Quant au secrétaire d’État, les hommes et les femmes qui le connaissent dans l’intimité assurent unanimement que sa vie est douce. N’était l’ennui de tenir tête aux diplomates et de donner audience tous les matins, il serait le plus heureux des montagnards. Ses goûts sont simples : une robe de soie rouge, un pouvoir illimité, une fortune énorme, une réputation européenne et tous les plaisirs à l’usage de l’homme ; ce peu lui suffit. Ajoutez une admirable collection de minéraux parfaitement classée, qu’il conserve, entretient et enrichit tous les jours avec la passion d’un amateur et la tendresse d’un père.

Je vous ai dit qu’il avait toujours échappé au sacrement de l’ordre. Il est cardinal-diacre. Les bonnes âmes, qui veulent absolument que tout soit bien à Rome, font sonner bien haut l’avantage qu’il a de n’être pas prêtre. Si on l’accuse d’être trop riche : d’accord, répondent ces chrétiens indulgents ; mais souvenez-vous qu’il n’est pas prêtre ! Si l’on trouve qu’il a lu Machiavel avec profit : il n’est pas prêtre ! Si le public cite un peu souvent ses bonnes fortunes : il n’est pas prêtre ! Je ne savais pas que les diacres eussent le privilège de tout faire impunément. À ce prix, que ne nous permettra-t-on point, à nous qui ne sommes pas même tonsurés ?

Ce mortel heureux a une faiblesse, mais elle est bien naturelle : il craint la mort.

Un seul homme a osé menacer une vie si précieuse à elle-même ; c’était un misérable idiot. Poussé par les sociétés secrètes, il se posta dans l’escalier du Vatican et attendit le cardinal au passage. Le moment venu, il tira de sa poche, avec de grandes difficultés, une fourchette. Le cardinal aperçut l’arme et fit un bond en arrière que les chamois des Alpes auraient admiré. Le pauvre assassin était déjà saisi, garrotté et livré aux juges. Les tribunaux romains, qui pardonnent trop souvent aux coupables, furent sans pitié pour cet innocent : on lui coupa la tête. Le cardinal, plein de clémence, s’était jeté officiellement aux pieds du pape, pour implorer une grâce qu’il était sûr de ne point obtenir. Il paye une pension à la veuve : n’est-ce pas le fait d’un homme d’esprit ?

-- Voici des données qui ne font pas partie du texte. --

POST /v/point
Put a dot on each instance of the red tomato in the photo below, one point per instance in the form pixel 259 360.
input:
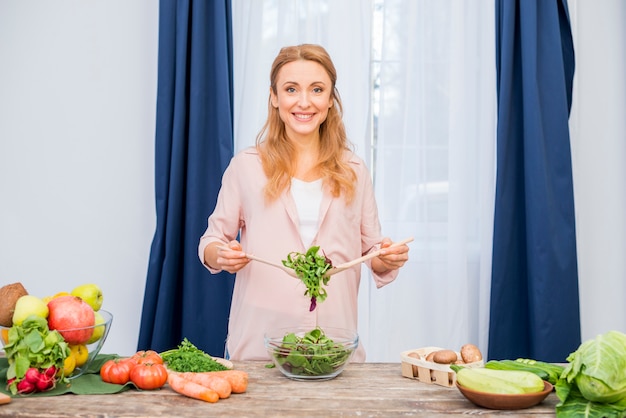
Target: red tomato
pixel 147 356
pixel 117 371
pixel 148 376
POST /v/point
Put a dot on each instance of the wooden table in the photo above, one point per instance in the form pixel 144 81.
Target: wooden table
pixel 363 390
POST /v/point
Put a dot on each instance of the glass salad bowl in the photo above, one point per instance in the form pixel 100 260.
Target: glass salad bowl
pixel 302 353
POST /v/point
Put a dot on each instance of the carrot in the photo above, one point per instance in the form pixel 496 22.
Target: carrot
pixel 191 389
pixel 238 379
pixel 220 385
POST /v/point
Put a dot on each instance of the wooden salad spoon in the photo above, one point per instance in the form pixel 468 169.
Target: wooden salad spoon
pixel 331 271
pixel 287 270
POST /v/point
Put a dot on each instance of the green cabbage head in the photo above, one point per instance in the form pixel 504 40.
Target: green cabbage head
pixel 598 368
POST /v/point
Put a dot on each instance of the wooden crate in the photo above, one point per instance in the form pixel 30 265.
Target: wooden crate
pixel 428 371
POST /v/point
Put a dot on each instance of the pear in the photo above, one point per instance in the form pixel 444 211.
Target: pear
pixel 9 295
pixel 98 330
pixel 29 305
pixel 91 294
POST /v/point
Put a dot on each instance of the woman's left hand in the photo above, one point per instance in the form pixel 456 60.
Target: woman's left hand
pixel 390 258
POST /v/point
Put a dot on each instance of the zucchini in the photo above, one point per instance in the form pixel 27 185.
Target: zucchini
pixel 546 371
pixel 498 381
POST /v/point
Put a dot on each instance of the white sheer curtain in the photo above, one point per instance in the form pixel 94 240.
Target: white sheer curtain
pixel 428 131
pixel 434 174
pixel 262 27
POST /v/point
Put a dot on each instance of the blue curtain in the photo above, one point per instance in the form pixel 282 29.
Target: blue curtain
pixel 194 143
pixel 534 310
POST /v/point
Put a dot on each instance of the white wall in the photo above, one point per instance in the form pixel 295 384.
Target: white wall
pixel 77 117
pixel 77 109
pixel 598 132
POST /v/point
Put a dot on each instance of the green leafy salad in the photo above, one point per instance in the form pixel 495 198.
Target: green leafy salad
pixel 310 268
pixel 313 354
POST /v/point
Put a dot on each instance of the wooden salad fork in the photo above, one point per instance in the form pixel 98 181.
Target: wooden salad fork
pixel 347 265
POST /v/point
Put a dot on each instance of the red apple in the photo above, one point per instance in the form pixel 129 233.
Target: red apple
pixel 72 317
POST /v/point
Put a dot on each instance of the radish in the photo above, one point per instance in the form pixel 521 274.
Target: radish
pixel 32 375
pixel 44 382
pixel 25 386
pixel 50 371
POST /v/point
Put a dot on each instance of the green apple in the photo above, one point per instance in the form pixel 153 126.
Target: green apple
pixel 29 305
pixel 90 293
pixel 98 330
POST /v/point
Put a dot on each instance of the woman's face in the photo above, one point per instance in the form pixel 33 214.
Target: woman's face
pixel 303 97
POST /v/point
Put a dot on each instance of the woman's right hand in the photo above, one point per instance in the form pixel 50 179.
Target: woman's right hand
pixel 230 258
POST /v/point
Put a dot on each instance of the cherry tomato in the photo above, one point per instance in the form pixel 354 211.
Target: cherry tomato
pixel 148 376
pixel 147 356
pixel 117 371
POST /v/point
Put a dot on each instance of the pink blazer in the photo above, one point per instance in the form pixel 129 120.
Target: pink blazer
pixel 265 297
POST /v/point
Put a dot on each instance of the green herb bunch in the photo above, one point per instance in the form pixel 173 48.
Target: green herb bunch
pixel 310 268
pixel 188 358
pixel 33 345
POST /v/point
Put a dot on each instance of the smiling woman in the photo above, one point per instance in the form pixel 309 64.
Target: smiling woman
pixel 303 140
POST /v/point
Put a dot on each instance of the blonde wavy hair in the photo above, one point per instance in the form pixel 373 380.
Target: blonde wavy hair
pixel 278 153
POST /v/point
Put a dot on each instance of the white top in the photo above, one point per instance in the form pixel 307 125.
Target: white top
pixel 308 197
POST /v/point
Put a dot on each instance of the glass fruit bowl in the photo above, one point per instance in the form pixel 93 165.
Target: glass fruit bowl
pixel 302 353
pixel 92 347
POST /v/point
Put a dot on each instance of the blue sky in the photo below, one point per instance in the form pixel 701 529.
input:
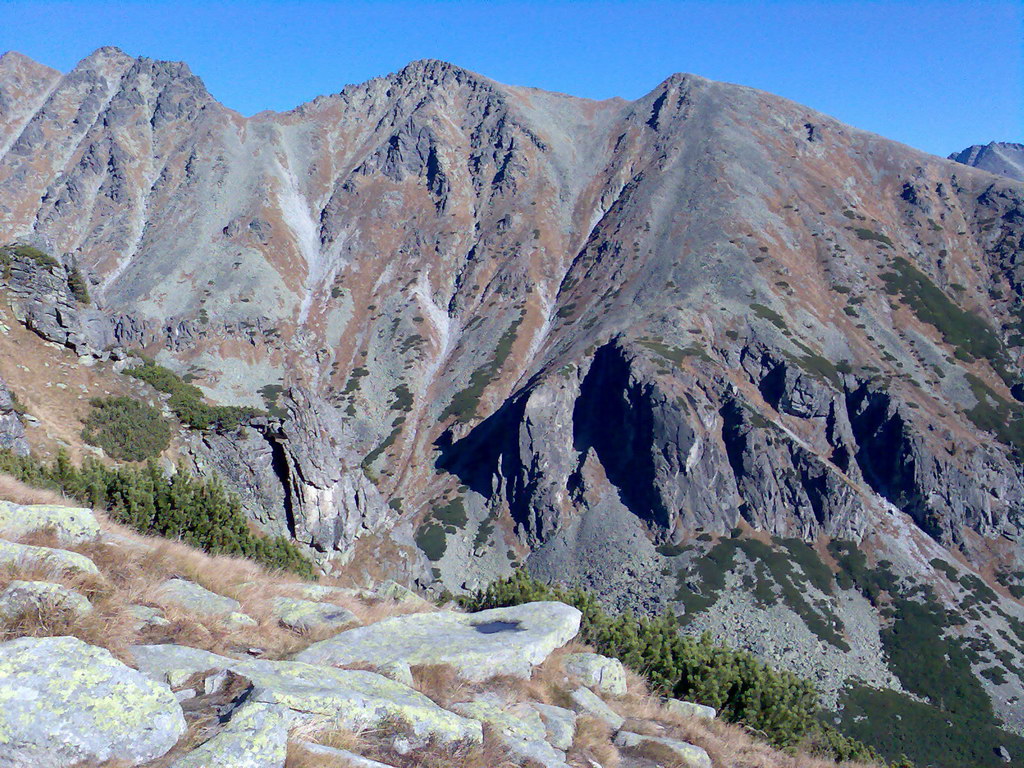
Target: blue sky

Cependant, depuis qu’il s’est vu en présence d’une fourchette, il ne sort jamais sans les plus grandes précautions. Ses chevaux sont dressés à galoper furieusement par les rues : c’est au peuple à se garer.

La peur de la mort, la passion de l’argent, le sentiment de la famille, le mépris des hommes, l’indifférence au bonheur des peuples et divers traits de ressemblance accidentelle ont fait comparer Antonelli à Mazarin. Ils sont nés dans les mêmes montagnes ou peu s’en faut. L’un s’est introduit furtivement dans le cœur d’une femme et l’autre dans l’esprit d’un vieillard. L’un et l’autre ont gouverné sans scrupule et mérité la haine de leurs contemporains. Ils ont parlé le français aussi comiquement l’un que l’autre, mais sans ignorer aucune des finesses de la langue.

Cependant il y aurait de l’injustice à les placer sur la même ligne. L’égoïste Mazarin a dicté à l’Europe les traités de Westphalie et la paix des Pyrénées ; il a fondé par la diplomatie la grandeur de Louis XIV et fait les affaires de la monarchie française, sans toutefois négliger les siennes. Antonelli a fait fortune au détriment de la nation, du pape et de l’Église. On peut comparer Mazarin à un tailleur excellent, mais fripon, qui habille bien ses pratiques après avoir prélevé quelques aunes de drap pour lui-même. Antonelli ressemble à ces juifs du moyen âge qui démolissaient le Colisée pour prendre le fer des scellements.